Can you describe the aim of your research in 15 words or less?
To solve the mysteries of idiopathic pulmonary fibrosis (IPF) and find a potential cure.
What have you discovered in this area so far?
In my latest study, my team and I employed a comprehensive, size-based classification approach to assess normal and IPF arteries, and we provided data on absolute counts against a cohort of normal healthy controls. In addition, we analysed the thickness of each layer within the arteries and have studied their effects on lung physiological parameters such as FVC, DLCO and smoking history in IPF patients.
Our data implicates that increased deposition of elastin and collagen type I and IV could contribute to the arterial thickness in IPF lungs. This is the first study demonstrating size-based differences in pulmonary arteries in IPF and their detrimental effect on lung physiology. The process of endothelial to mesenchymal transition (EndMT) appears central to these vascular remodelling changes and a novel therapeutic target for this deadly and complex disease.
EndMT occurs when endothelial cells respond to an external insult or an internal pathological condition, transforming themselves into a more aggressive mesenchymal state, causing irreversible vascular damage or fibrosis. Endothelial cells undergoing EndMT lose endothelial characteristics, such as a change in morphology, loss of vascular endothelial cadherins (VE-cadherins), CD31 and Tie1/2 with subsequent increase in mesenchymal proteins such as N-cadherin, fibroblast specific protein-1 or S100A4, fibronectin, vimentin, SM22-α, calponin and α-smooth muscle actin. As a part of the process, the basement membrane underlying endothelial cells gets disrupted, facilitating the migration of cells. This occurs through active proteolytic degradation of basement membrane collagen by matrix metalloproteinases mediated by the transitioning cells.
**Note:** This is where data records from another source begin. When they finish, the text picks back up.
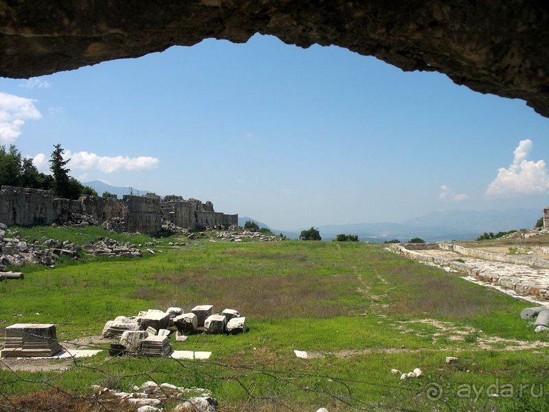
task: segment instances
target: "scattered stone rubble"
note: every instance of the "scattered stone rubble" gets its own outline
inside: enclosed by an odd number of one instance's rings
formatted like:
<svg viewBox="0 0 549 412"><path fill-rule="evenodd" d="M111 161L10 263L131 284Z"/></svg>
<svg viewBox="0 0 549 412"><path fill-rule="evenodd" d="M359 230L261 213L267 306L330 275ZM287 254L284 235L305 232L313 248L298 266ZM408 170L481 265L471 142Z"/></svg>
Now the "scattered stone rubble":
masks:
<svg viewBox="0 0 549 412"><path fill-rule="evenodd" d="M135 406L137 412L156 412L161 411L159 407L167 402L178 400L180 403L173 409L175 412L217 412L217 400L211 397L209 391L202 388L178 387L169 383L159 385L153 381L145 382L141 387L134 386L131 392L117 392L98 385L91 387L105 406L127 402Z"/></svg>
<svg viewBox="0 0 549 412"><path fill-rule="evenodd" d="M492 253L449 243L393 244L389 248L410 259L439 265L447 271L465 272L476 281L505 288L517 295L549 300L548 260ZM460 255L465 263L456 260Z"/></svg>
<svg viewBox="0 0 549 412"><path fill-rule="evenodd" d="M199 333L202 328L209 334L237 334L247 331L246 318L234 309L225 309L221 314L213 313L213 305L195 306L185 313L182 308L168 308L163 312L150 309L137 316L119 316L105 323L102 334L119 339L110 344L111 356L141 354L167 356L172 352L170 336L175 327L176 341L185 341L186 335Z"/></svg>
<svg viewBox="0 0 549 412"><path fill-rule="evenodd" d="M60 350L56 325L16 323L5 328L4 349L0 357L51 356Z"/></svg>
<svg viewBox="0 0 549 412"><path fill-rule="evenodd" d="M281 233L281 234L282 233ZM259 242L278 242L286 238L283 235L281 236L267 236L260 232L248 231L244 231L241 233L237 231L220 231L215 236L221 240L229 240L231 242L242 242L242 239L254 239L259 240Z"/></svg>
<svg viewBox="0 0 549 412"><path fill-rule="evenodd" d="M84 247L92 251L94 256L125 256L126 258L142 258L141 251L130 242L121 243L114 239L98 237L95 240L90 240Z"/></svg>
<svg viewBox="0 0 549 412"><path fill-rule="evenodd" d="M6 272L8 265L21 267L25 264L43 264L53 267L56 260L62 256L78 259L82 249L93 252L94 256L143 256L137 246L129 242L123 244L108 238L98 237L82 247L70 240L50 239L46 236L40 239L30 239L27 236L23 239L19 231L12 231L5 225L0 223L0 273ZM156 253L154 249L150 249L147 251ZM0 280L4 277L0 277Z"/></svg>
<svg viewBox="0 0 549 412"><path fill-rule="evenodd" d="M520 312L522 319L536 319L534 328L536 332L549 330L549 306L526 308Z"/></svg>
What is the significance of your study on EndMT as a therapeutic target in IPF?
This study provides an in-depth understanding of vascular changes that contribute to IPF development. It also provides insight into the mechanism driving pulmonary hypertension which is common in patients with IPF. Therapeutic inhibition of EndMT could help prevent pulmonary fibrosis and pulmonary hypertension. Our work will also provide new avenues for early diagnosis of IPF using liquid biopsy.
How long until your work affects patient care?
We have identified this new mechanism which we believe is central to IPF pathology and provides new avenues for treatment. We intend to learn more about EndMT using cell culture and molecular studies and will try to inhibit this process with different molecules. We are keen to follow this up in animal studies for drug testing and then clinical trials once we have identified an appropriate molecule and determined its efficacy. We are looking at a 5-year time scale but a lot of this depends on future funding.
What aspect of your research excites you the most?
The exciting aspect of my research is it allows me to solve scientific mysteries and then help others understand them, too. My research will allow early screening and diagnosis of IPF patients and, hopefully, provide suitable treatment options which will improve their quality of life.
You recently won an American Thoracic Society international scholarship for your work in IPF. Can you tell me more about that?
I won this scholarship for my study on vasculature changes in IPF and their impact on lung function. I provided evidence that EndMT contributes to vascular alteration and IPF pathogenesis.